Ella dio un paso al frente de forma instintiva, pero se detuvo. No era su abuela quien la llamaba. Llevaba años muerta y en todo caso usaría el nombre que solo conocían ellas dos.

«Intentan engañarme», se dijo.

—¡Ayúdame, niña!

Con la esperanza de poner más distancia entre ella y las criaturas que la perseguían, Kateri pegó la espalda a la fría pared de piedra y dio otro paso para alejarse de la entrada al túnel.

Alguien chasqueó la lengua junto a su oído.

—¿Adónde vas, bocadito? No estarás pensando en abandonarnos tan pronto, ¿verdad?

Una garra huesuda se le clavó en el hombro, hiriéndola con saña. El dolor hizo que lo viera todo borroso. A diferencia de lo que sucedía con el resto de las criaturas que habitaba la cueva, a esa en concreto la conocía. Era un Espíritu del Cuervo.

De repente, se escuchó una voz ronca y estentórea que habló en una lengua desconocida para ella.

Sin embargo, el Espíritu del Cuervo la conocía. Kateri lo supo porque lo sintió contener el aire, furioso.
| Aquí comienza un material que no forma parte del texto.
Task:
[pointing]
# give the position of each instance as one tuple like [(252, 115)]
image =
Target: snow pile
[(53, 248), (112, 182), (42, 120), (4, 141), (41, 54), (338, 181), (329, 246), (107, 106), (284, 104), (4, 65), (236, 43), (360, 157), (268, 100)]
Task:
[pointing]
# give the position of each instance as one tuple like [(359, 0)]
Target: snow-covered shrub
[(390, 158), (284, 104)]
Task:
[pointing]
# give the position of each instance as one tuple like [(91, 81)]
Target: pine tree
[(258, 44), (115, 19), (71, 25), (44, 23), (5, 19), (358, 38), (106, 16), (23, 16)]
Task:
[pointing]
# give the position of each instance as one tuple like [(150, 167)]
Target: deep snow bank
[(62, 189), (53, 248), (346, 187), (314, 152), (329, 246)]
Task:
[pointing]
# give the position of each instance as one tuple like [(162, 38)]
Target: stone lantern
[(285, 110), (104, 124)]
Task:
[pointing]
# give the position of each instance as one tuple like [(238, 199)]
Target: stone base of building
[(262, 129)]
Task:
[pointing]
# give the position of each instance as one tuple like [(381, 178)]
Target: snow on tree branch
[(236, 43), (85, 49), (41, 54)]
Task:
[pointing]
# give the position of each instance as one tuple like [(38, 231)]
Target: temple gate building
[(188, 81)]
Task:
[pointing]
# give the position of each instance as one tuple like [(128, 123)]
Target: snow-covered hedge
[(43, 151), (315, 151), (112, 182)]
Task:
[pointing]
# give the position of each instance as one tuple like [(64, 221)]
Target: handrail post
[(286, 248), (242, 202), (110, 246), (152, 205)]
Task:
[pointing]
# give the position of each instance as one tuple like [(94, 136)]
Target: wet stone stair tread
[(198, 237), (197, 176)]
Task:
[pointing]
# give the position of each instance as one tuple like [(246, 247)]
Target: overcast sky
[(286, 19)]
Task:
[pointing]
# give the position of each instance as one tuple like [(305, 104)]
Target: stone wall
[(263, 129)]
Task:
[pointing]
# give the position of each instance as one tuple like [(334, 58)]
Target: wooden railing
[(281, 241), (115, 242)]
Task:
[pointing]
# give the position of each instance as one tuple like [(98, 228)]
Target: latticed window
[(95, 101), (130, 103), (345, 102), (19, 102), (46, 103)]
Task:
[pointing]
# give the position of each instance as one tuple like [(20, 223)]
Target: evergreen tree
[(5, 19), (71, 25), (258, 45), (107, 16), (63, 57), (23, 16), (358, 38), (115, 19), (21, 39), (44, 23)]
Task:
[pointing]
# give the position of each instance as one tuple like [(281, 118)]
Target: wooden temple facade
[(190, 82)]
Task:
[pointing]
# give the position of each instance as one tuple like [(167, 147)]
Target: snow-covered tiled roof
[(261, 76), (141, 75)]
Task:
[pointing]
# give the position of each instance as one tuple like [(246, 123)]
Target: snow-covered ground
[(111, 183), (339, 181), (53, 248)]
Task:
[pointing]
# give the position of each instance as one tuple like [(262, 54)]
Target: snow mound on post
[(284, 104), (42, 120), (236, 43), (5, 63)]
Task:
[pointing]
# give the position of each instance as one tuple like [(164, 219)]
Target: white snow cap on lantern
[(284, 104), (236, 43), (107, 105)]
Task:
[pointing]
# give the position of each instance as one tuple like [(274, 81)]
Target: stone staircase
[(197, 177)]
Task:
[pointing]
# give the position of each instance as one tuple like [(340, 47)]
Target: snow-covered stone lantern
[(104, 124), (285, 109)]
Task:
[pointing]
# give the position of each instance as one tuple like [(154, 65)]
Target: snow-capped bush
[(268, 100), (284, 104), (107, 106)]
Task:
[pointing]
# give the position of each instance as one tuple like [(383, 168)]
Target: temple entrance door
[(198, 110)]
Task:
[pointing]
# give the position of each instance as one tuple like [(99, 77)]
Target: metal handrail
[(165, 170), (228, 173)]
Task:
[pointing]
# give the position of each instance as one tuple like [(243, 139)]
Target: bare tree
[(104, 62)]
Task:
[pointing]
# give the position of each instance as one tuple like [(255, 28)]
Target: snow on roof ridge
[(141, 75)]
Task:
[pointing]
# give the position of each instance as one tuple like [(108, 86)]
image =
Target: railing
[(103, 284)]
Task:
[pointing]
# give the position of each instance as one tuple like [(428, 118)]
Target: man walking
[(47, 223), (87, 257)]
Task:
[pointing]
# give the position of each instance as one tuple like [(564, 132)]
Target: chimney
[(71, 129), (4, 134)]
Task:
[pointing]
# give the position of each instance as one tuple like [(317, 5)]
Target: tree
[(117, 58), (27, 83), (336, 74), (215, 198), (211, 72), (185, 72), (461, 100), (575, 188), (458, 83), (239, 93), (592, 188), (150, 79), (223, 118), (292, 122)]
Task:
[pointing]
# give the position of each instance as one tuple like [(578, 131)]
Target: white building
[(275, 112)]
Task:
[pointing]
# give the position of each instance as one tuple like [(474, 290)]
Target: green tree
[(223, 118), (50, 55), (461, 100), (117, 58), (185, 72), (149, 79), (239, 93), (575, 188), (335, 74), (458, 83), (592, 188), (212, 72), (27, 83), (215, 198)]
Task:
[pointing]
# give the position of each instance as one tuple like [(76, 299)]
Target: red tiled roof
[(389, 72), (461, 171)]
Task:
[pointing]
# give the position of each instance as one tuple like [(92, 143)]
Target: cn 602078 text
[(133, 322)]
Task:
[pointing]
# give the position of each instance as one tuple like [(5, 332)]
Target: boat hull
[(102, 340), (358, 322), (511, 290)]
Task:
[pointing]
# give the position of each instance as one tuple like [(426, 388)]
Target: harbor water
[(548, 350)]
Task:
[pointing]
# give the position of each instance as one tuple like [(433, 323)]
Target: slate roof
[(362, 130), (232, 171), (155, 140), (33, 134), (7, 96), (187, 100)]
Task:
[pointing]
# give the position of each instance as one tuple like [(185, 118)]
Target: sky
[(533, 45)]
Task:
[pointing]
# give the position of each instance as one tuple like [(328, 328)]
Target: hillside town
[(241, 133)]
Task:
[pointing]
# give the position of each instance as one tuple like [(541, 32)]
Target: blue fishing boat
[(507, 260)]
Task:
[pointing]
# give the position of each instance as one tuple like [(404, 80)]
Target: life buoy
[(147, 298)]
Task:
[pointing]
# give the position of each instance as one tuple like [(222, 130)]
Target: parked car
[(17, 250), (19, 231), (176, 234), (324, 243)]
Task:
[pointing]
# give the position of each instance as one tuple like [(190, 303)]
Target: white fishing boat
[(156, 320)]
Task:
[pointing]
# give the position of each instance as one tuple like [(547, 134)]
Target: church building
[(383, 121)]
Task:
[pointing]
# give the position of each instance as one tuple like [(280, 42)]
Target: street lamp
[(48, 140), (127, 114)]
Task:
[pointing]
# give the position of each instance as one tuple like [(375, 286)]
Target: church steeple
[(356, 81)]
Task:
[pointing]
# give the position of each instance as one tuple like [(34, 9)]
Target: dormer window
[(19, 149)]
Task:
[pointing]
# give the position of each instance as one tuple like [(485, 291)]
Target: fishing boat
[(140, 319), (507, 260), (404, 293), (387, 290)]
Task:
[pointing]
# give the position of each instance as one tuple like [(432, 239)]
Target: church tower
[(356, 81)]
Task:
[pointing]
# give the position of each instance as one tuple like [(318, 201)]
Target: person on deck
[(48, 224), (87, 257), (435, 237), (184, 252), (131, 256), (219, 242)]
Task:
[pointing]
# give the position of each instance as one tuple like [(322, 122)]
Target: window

Cuando la soltó, se abalanzó sobre el dueño de la voz y dejó escapar tal graznido que temió que le estallaran los tímpanos.

En cuanto golpeó a su enemigo, un resplandor anaranjado inundó el estrecho pasadizo. Un resplandor que procedía de la piel de ese hombre.

Kateri quiso huir mientras luchaban, pero fue incapaz. Se sentía tan petrificada como lo había estado Enrique en el laboratorio. Con el cuerpo en tensión, los observó atentamente, rezando para que el recién llegado fuera su amigo y no otro enemigo.

Ya había superado el cupo de enemigos y ni siquiera era mediodía…

Mientras observaba la pelea, su mirada abandonó al retorcido y espantoso Espíritu del Cuervo y se posó en el otro hombre. Iba vestido de negro de la cabeza a los pies y superaba en tamaño a su oponente. El resplandor que brotaba de su piel le impedía distinguir sus rasgos con claridad, pero sí vio que llevaba el pelo suelto. Tenía una larga melena negra que le llegaba a la mitad de la espalda. En ese momento se giró y esquivó el ataque de su rival con una agilidad y una elegancia que le recordaron a un bailarín.

El Espíritu del Cuervo intentó rebanarle el cuello.

El hombre retrocedió con elegancia y rapidez.

Aunque no acabó con el cuello rebanado, perdió el collar de hueso y turquesas que llevaba en torno a él. Y que salió volando y aterrizó a los pies de Kateri.

Lo recogió y se quedó helada cuando sus ojos distinguieron el grabado de un Pájaro de Trueno en el medallón de plata.

«Desde el este el Pájaro de Trueno volará hacia las tierras de la muerte. Cuídate del Pájaro de Trueno, niña. Porque, a su paso, todo morirá. Nadie puede derrotarlo. Ni siquiera tú».

Apenas había recordado las palabras de su abuela cuando el guerrero le asestó un puñetazo al Espíritu del Cuervo, que acabó estallando en brillantes llamaradas.

Después se volvió hacia ella.

En ese instante el corazón de Kateri se detuvo, porque entonces vio su cuerpo al completo. Sus ojos eran tan negros como su pelo y su ropa. Los rasgos de su rostro parecían esculpidos a la perfección, y lucían la expresión de un guerrero implacable más acostumbrado a sesgar vidas que a salvarlas.

Cuando esa mirada fría y oscura se posó en ella, sintió que la muerte le acariciaba la mejilla.

«Para toda la eternidad…».

Era el hombre que siempre la mataba en sus sueños.